È morto “lo” chef, se n’è andato Gualtiero Marchesi

di MASSIMO CONSORTI –

Certo che Gualtiero Marchesi uno Chef lo è stato davvero, perché se la cucina è un’arte, lui è stato uno dei pochissimi cuochi al mondo a interpretarla al meglio. È morto a 87 anni, problemi cardiaci dopo una bronchite, proprio mentre stava lavorando alla rivisitazione e codificazione della sua cucina e dei piatti che lo hanno reso famoso nel mondo, primo fra tutti il risotto con la foglia d’oro che divenne anche il simbolo della “Milano da bere”, un vero e proprio must in perfetto stile Cartier.

Ma cosa aveva di così grande Gualtiero Marchesi da fargli guadagnare, primo in Italia, le 3 Stelle Michelin? Probabilmente quello che ogni grande cuoco dovrebbe avere, un grande rispetto della tradizione che pur rivista con quel pizzico di cultura che ne aumenta la qualità, resta la base dell’identità non solo culinaria di un popolo.

In una intervista rilasciata tempo fa alla Rai, Marchesi riportò una frase pronunciata da Paul Bocuse nella quale lo chef stellato francese affermava: “Il declino dei cuochi francesi inizierà quando quelli italiani si renderanno conto dell’immenso patrimonio culinario regionale che possiedono”. E Marchesi, del patrimonio regionale, soprattutto di quello lombardo, ne ha fatto la sua vita, la sua arte, la sua cucina.

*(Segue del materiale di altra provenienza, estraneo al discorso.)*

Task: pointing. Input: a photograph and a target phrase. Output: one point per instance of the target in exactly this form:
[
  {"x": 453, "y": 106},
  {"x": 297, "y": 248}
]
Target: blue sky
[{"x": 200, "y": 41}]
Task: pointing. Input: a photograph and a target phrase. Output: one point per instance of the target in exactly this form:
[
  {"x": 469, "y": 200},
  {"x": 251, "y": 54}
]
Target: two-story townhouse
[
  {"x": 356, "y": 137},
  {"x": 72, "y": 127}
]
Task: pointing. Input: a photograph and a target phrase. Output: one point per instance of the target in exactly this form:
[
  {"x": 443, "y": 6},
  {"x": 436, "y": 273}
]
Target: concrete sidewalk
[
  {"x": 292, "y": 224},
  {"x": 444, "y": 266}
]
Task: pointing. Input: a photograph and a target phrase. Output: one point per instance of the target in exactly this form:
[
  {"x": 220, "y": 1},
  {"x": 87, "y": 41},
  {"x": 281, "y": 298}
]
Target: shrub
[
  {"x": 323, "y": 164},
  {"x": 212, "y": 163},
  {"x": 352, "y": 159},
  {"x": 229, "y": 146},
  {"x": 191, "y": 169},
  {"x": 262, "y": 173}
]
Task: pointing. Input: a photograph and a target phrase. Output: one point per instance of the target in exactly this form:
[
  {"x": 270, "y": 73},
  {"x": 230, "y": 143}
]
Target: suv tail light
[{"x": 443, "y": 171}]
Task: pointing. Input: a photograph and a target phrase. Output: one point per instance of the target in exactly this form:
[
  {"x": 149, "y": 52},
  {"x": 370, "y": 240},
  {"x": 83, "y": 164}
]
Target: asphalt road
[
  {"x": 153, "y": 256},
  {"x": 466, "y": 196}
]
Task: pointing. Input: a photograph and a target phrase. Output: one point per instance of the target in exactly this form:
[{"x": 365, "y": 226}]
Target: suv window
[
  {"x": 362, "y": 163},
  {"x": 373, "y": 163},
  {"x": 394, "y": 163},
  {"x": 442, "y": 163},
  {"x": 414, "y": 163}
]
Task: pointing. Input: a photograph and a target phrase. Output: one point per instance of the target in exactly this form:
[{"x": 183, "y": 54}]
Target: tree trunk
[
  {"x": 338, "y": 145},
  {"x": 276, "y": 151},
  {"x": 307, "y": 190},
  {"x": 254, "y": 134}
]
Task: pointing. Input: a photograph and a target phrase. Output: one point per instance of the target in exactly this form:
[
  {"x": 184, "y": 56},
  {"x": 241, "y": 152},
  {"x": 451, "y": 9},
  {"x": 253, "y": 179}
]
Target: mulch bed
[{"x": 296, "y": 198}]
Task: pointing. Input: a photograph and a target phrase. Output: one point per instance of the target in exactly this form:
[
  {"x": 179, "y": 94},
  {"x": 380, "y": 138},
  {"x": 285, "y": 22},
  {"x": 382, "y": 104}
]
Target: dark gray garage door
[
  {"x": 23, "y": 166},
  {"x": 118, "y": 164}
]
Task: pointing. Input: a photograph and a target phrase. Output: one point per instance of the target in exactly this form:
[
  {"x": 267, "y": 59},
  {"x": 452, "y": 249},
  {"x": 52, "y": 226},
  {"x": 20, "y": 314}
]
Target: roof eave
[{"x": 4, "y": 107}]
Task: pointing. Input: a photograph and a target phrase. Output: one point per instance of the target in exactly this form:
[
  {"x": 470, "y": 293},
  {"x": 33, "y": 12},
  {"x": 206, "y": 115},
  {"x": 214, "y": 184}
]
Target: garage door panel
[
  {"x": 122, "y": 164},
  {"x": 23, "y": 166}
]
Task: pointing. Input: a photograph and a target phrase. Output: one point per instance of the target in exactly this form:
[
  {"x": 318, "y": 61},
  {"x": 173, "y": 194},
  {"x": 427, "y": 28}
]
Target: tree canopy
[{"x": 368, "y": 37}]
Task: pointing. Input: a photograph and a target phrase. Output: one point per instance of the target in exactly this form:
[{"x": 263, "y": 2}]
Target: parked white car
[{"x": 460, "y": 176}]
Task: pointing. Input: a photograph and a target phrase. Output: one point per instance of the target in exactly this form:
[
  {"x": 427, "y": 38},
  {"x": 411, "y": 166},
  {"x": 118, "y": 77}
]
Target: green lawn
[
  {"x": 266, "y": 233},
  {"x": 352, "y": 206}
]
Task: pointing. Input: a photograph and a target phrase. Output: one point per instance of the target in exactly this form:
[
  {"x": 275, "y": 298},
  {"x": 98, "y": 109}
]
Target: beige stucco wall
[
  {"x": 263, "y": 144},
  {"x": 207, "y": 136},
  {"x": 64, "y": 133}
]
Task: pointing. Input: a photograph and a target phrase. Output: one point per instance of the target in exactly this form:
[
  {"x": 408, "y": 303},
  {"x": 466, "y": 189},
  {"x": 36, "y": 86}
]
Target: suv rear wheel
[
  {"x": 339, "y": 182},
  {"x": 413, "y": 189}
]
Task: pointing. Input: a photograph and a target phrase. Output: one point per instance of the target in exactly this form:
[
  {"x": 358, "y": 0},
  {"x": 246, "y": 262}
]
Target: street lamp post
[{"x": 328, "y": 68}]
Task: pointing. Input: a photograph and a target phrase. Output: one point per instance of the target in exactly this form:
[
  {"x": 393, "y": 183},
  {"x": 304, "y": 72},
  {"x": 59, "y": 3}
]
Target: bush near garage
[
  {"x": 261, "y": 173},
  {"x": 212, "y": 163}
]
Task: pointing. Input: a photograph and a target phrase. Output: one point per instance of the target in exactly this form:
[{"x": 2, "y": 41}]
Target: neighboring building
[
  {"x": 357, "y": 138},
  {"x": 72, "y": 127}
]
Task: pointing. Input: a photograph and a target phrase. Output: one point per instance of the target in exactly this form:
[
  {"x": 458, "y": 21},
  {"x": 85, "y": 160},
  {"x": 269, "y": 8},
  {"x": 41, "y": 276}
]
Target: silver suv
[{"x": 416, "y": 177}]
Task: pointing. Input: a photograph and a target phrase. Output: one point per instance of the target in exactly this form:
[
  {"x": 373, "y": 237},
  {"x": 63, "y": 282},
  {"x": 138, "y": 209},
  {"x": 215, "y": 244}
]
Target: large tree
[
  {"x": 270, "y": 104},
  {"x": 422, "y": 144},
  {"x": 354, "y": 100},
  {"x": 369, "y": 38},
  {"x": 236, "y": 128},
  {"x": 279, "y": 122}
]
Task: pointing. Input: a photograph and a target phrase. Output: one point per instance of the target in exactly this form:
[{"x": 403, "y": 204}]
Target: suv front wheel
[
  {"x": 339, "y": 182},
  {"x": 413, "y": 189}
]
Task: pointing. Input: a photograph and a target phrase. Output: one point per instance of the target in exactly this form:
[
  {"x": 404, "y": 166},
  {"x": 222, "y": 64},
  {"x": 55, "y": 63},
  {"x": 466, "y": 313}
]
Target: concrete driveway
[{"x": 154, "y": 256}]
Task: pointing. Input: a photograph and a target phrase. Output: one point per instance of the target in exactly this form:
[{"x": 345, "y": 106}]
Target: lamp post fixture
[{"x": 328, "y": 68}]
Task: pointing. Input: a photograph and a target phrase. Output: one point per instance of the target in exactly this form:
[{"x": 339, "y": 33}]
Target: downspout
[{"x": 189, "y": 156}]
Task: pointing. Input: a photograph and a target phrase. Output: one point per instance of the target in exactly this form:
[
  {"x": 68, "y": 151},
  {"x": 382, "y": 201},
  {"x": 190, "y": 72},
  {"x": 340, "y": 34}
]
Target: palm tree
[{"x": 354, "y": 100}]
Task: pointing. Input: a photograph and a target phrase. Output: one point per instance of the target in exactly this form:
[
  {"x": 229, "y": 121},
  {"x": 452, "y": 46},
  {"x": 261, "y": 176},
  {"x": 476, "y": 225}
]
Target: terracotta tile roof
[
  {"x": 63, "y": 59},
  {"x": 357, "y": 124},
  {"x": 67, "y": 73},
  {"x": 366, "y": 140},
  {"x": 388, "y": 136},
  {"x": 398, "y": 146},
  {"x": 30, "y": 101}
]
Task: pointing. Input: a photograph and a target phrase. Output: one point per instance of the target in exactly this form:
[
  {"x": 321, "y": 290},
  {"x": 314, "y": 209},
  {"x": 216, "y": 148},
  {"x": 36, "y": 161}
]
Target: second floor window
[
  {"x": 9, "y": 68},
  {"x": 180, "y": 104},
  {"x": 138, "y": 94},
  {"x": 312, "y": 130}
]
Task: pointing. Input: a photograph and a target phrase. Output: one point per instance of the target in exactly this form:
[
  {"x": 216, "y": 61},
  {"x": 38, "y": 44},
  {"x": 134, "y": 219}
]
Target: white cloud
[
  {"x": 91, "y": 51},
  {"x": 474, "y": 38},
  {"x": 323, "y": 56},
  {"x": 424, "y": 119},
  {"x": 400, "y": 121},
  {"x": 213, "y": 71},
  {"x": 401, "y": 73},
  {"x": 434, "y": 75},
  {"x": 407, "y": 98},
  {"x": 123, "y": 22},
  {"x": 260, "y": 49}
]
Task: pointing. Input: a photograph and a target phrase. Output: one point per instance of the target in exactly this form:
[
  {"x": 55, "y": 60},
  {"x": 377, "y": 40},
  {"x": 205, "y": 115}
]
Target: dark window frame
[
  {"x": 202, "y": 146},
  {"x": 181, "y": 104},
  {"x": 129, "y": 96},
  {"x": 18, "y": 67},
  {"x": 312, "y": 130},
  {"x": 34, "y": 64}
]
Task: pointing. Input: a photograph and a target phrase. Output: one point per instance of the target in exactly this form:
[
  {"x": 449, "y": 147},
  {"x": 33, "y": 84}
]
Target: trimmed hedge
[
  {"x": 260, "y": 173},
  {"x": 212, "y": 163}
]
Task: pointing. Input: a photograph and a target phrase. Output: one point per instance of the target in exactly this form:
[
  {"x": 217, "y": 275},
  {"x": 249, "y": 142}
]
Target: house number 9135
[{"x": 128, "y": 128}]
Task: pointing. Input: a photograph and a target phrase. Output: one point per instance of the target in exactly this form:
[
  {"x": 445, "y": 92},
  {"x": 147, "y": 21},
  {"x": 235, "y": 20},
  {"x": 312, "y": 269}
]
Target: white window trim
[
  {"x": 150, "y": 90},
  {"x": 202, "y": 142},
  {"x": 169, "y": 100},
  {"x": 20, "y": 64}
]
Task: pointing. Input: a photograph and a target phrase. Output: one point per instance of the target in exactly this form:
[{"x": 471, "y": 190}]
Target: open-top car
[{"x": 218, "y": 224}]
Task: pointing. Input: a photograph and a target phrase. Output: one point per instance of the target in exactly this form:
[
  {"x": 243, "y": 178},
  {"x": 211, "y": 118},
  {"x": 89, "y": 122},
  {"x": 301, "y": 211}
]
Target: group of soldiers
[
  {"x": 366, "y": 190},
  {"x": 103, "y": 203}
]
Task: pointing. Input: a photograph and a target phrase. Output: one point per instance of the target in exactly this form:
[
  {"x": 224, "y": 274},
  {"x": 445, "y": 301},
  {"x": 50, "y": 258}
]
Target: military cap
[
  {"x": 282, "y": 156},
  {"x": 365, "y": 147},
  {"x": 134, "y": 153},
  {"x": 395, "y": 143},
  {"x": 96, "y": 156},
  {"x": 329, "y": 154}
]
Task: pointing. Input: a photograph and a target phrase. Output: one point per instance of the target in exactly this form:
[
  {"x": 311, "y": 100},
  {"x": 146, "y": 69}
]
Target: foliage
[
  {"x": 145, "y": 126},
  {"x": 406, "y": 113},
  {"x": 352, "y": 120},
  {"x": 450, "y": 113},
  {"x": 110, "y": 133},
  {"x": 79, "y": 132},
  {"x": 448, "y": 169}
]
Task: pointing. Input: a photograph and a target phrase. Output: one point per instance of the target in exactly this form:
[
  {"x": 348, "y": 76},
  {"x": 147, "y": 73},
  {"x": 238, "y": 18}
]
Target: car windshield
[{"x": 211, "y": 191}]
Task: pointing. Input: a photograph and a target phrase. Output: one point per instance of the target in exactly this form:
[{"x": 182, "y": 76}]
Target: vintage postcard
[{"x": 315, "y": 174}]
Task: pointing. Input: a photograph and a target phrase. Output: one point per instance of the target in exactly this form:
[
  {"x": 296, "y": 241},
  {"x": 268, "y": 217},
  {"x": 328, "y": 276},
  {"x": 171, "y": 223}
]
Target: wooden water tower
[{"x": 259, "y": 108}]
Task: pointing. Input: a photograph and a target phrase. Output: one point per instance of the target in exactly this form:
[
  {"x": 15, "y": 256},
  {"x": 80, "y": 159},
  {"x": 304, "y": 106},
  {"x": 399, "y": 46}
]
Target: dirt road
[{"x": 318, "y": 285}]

Gualtiero Marchesi non sbagliava un congiuntivo neppure sotto tortura, aveva una cultura enciclopedica, era un amante appassionato dell’arte e della musica, non a caso il suo ristorante a Milano si trova a quattro passi dalla Scala, non ha mai fatto pubblicità alle patatine fritte né alla pasta industriale né ai living futuristici. Tutto il suo valore e la sua passione li riversava in cucina dove, a totale suo merito, nessuno lo ha mai sentito gridare: un appassionato di Mahler, come tutti sanno, non grida mai, neppure quando segna la squadra del cuore. Ultimo progetto al quale stava lavorando, la Casa di riposo per “cuochi veri” che, grazie alla Fondazione che porta il suo nome, aprirà i battenti a Varese il prossimo anno.

“Dove i cuochi anziani – diceva Marchesi – potrebbero portare il loro bagaglio di esperienze al servizio dei giovani studenti. L’importante è che abbiano veramente fatto sempre i cuochi. Non i ristoratori. E nemmeno i dilettanti indipendentemente dal livello dei locali in cui lavoravano: cuochi veri, che hanno dato la vita a questo mestiere”. Così parlò colui che non volle mai essere chiamato Maestro.